“Soy un pesimista desesperadamente esperanzado”, me dijo Santiago Loza cuando nos conocimos hace ocho años, durante una entrevista por el estreno de La invención de la carne. No había visto sus películas anteriores (Extraño, 2003; Cuatro mujeres descalzas, 2004; y Ártico, 2008), pero lo que mostraba en esta parecía encajar con precisión dentro de esa definición de sí mismo que también vale para sus trabajos posteriores (Rosa patria, 2008; La paz, 2013; o Los labios, 2010, codirigida con Iván Fund, entre otros).
En ella cuenta el viaje que realizan dos jóvenes tras conocerse en una clase de anatomía en la que él es uno de los alumnos y ella, la que se alquila para que los estudiantes realicen sus prácticas sobre un cuerpo vivo.

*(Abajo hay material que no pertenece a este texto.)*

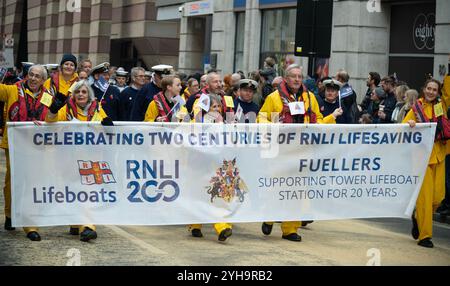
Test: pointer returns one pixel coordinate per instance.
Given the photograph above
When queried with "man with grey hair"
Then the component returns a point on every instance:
(22, 103)
(235, 78)
(129, 94)
(282, 103)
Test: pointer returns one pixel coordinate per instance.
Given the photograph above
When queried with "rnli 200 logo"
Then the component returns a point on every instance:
(151, 181)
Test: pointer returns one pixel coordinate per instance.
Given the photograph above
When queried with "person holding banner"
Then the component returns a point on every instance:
(293, 103)
(107, 96)
(214, 86)
(80, 106)
(245, 109)
(212, 112)
(429, 108)
(331, 100)
(63, 79)
(23, 102)
(167, 103)
(148, 91)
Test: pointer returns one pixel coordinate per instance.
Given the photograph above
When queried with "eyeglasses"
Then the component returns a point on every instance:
(36, 76)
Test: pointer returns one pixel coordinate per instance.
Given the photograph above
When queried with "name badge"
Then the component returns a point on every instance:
(438, 111)
(297, 107)
(46, 99)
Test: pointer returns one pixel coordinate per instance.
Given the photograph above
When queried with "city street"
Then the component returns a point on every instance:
(347, 242)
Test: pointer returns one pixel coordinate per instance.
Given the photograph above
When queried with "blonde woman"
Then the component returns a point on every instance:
(80, 106)
(433, 186)
(399, 92)
(411, 96)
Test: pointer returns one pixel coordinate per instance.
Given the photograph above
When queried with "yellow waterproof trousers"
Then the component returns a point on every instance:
(7, 193)
(288, 227)
(218, 227)
(431, 194)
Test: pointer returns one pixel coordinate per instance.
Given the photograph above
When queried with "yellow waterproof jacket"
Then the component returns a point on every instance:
(9, 94)
(63, 84)
(63, 116)
(186, 94)
(440, 150)
(273, 103)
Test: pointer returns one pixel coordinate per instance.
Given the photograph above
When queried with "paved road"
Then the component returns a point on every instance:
(345, 242)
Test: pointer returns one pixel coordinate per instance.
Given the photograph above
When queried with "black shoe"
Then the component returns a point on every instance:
(8, 225)
(34, 236)
(224, 234)
(415, 229)
(306, 222)
(293, 237)
(426, 242)
(74, 231)
(266, 228)
(197, 232)
(88, 234)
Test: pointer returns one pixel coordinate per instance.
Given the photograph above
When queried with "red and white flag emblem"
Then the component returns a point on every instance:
(95, 173)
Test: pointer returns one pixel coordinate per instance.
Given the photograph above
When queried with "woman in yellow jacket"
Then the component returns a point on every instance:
(276, 109)
(62, 80)
(433, 186)
(82, 106)
(214, 115)
(161, 109)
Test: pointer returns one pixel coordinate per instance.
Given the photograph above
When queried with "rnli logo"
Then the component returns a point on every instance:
(95, 173)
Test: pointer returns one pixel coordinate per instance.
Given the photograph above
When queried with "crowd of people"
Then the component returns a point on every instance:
(75, 90)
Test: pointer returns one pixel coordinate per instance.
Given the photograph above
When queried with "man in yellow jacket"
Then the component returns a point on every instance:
(23, 103)
(277, 107)
(62, 80)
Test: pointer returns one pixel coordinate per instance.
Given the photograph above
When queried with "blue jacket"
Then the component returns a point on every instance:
(143, 99)
(109, 101)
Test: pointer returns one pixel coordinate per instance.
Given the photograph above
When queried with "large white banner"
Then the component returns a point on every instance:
(160, 174)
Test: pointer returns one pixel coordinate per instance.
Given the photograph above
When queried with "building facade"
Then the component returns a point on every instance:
(123, 32)
(409, 38)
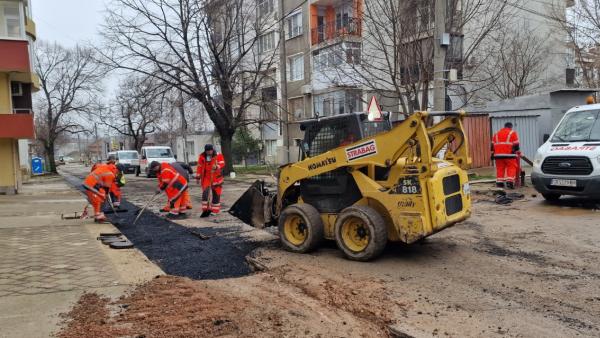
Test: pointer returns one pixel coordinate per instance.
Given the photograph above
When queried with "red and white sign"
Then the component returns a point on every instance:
(573, 148)
(374, 110)
(361, 150)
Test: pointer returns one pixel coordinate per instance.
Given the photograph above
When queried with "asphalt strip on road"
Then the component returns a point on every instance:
(175, 249)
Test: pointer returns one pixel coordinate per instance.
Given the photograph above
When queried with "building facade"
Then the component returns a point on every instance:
(325, 41)
(17, 83)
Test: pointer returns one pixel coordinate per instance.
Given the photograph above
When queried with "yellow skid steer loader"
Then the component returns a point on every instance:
(363, 183)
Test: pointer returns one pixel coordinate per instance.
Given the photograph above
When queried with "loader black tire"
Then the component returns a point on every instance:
(300, 228)
(361, 233)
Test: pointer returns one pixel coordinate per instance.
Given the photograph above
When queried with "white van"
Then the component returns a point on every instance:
(154, 153)
(130, 159)
(569, 162)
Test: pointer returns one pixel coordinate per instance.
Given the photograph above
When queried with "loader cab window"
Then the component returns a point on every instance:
(371, 128)
(322, 137)
(330, 137)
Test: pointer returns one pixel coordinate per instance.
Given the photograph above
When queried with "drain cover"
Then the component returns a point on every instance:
(121, 245)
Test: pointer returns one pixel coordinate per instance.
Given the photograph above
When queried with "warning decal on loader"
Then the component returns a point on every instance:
(361, 150)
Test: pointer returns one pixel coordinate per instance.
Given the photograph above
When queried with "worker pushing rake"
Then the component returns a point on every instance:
(210, 176)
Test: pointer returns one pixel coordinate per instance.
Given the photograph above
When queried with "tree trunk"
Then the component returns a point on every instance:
(49, 146)
(226, 141)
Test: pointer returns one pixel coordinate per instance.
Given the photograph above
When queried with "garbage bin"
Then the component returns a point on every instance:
(37, 167)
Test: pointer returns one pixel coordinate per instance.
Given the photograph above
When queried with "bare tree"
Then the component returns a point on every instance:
(137, 110)
(581, 25)
(70, 81)
(517, 66)
(396, 59)
(218, 52)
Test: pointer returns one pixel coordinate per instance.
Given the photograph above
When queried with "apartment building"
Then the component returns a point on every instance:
(17, 83)
(325, 41)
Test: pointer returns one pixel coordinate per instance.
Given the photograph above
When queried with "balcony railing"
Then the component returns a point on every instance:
(22, 111)
(335, 29)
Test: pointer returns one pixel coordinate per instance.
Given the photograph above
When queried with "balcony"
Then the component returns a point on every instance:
(15, 56)
(336, 29)
(30, 28)
(17, 126)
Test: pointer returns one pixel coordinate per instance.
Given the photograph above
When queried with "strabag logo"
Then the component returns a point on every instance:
(325, 162)
(362, 150)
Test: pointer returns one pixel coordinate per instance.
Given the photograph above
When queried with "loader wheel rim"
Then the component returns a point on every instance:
(295, 230)
(355, 234)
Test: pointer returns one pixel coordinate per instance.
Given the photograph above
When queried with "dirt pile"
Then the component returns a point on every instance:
(262, 305)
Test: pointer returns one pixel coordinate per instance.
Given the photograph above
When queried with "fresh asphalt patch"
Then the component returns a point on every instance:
(176, 250)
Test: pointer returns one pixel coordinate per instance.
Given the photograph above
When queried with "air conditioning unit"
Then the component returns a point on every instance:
(16, 89)
(306, 89)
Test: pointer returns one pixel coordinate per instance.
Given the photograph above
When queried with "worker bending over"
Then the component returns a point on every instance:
(98, 184)
(505, 145)
(174, 185)
(210, 173)
(115, 190)
(185, 170)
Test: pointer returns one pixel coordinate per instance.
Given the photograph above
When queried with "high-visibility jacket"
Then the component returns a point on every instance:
(171, 181)
(505, 143)
(100, 180)
(206, 171)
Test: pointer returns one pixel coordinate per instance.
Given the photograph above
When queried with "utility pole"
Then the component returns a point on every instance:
(283, 79)
(439, 57)
(183, 126)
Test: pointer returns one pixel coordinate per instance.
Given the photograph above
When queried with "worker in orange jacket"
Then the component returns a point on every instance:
(97, 185)
(115, 189)
(210, 174)
(505, 145)
(174, 185)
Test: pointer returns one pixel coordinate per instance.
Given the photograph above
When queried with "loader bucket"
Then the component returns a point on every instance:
(254, 206)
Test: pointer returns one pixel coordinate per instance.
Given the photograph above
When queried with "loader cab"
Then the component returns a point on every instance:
(335, 190)
(324, 134)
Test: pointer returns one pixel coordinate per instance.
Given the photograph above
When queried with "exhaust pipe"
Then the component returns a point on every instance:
(255, 207)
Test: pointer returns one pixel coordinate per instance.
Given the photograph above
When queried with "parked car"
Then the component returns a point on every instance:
(154, 153)
(130, 159)
(568, 163)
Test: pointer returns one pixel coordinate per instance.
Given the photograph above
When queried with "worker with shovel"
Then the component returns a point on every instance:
(174, 185)
(98, 184)
(210, 174)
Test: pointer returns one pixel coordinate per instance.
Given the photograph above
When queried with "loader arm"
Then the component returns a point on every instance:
(410, 139)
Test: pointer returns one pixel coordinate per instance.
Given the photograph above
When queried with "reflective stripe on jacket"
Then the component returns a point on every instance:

La piedad y el pulso amoroso con que Loza sigue y aborda a sus personajes permiten imaginar que comparte con ellos esa sensibilidad, su tristeza, y de ese modo convierte el dolor en película.
Loza filma sus sombras y así como se lo reconoce en esa oscuridad emocional, no menos íntima y propia resulta la naturalidad luminosamente humana de la mirada con la que contempla todo, dejando siempre entreabierta una puerta de salida a disposición de sus criaturas. “Si uno retrata aun situaciones muy extremas con cierta belleza y cierto cuidado, eso ya es esperanzador”, me dijo también aquella mañana. Y por cierto que así es como se percibe su cine: como un exorcismo a corazón abierto en el que la esperanza siempre consigue arrojar fuera del cuerpo al fantasma de un pesimista confeso. Un acto de redención a través de la belleza.
Columna publicada originalmente en la sección Cultura de Tiempo Argentino, como complemento de la entrevista a Santiago Loza, realizada por Mónica López Ocón, con motivo de la publicación de su primera novela, El hombre que duerme a mí lado.